In an update, Greenwald writes:
About all of this, this person asks the key question: "Would [these media outlets] have written the exact same article, substituting Guardian for WL? I doubt it." I doubt it, too -- highly -- and that's the point: the political and media class is obsessed with demonizing WikiLeaks and painting them as fundamentally different than "respectable" media outlets[.]
"Doubting" is too weak.

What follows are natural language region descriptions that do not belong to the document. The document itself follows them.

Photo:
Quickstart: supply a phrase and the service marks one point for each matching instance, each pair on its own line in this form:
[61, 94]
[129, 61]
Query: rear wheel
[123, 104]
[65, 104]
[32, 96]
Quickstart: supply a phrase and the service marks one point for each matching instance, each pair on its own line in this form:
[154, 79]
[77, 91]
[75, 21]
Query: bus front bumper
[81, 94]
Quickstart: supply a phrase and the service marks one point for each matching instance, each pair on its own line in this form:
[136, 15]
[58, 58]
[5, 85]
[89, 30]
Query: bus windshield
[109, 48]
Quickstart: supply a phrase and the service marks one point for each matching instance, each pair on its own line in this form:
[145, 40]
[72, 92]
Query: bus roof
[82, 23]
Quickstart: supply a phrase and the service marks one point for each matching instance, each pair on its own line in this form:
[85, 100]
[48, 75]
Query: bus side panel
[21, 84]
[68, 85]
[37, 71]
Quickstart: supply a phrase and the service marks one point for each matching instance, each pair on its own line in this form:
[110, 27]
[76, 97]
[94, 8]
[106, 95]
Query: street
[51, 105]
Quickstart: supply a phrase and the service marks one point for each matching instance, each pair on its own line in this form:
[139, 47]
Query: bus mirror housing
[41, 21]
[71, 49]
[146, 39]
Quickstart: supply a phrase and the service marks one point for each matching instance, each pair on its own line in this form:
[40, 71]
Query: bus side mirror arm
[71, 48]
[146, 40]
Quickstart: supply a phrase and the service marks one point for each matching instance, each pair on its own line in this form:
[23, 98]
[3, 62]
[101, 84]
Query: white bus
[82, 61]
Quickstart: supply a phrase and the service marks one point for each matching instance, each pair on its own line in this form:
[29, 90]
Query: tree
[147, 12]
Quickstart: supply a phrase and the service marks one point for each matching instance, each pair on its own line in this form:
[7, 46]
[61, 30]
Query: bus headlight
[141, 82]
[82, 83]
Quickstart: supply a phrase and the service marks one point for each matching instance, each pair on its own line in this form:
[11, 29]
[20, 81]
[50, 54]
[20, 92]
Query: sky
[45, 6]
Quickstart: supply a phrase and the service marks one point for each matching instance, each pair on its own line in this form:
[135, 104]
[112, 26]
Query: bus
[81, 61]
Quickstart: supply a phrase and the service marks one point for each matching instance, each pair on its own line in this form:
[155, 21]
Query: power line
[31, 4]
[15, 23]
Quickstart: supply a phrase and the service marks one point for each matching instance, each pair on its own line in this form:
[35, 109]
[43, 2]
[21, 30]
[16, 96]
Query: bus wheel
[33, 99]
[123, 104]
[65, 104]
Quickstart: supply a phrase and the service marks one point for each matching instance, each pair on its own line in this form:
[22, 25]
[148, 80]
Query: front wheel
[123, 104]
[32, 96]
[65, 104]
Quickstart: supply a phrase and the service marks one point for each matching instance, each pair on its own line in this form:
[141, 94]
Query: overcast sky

If the story was worth reporting when they thought it was Wikileaks, even more so should the story be published now that these outlets know it was in fact, The Guardian that chose to publish the cable in question.
The fact that these same media outlets will not report on The Guardian "endangering" the Zimbabwe figure's life evidences the real point of the story - not concern for the Zimbabwe figure, but rather an attempt to demonize Wikileaks.
The ultimate irony is this story:
Zimbabwe is to investigate bringing treason charges against the prime minister, Morgan Tsvangirai, and other individuals over confidential talks with US diplomats revealed by WikiLeaks.
This article was published in the Guardian, the actual media outlet that "revealed" the cables in question.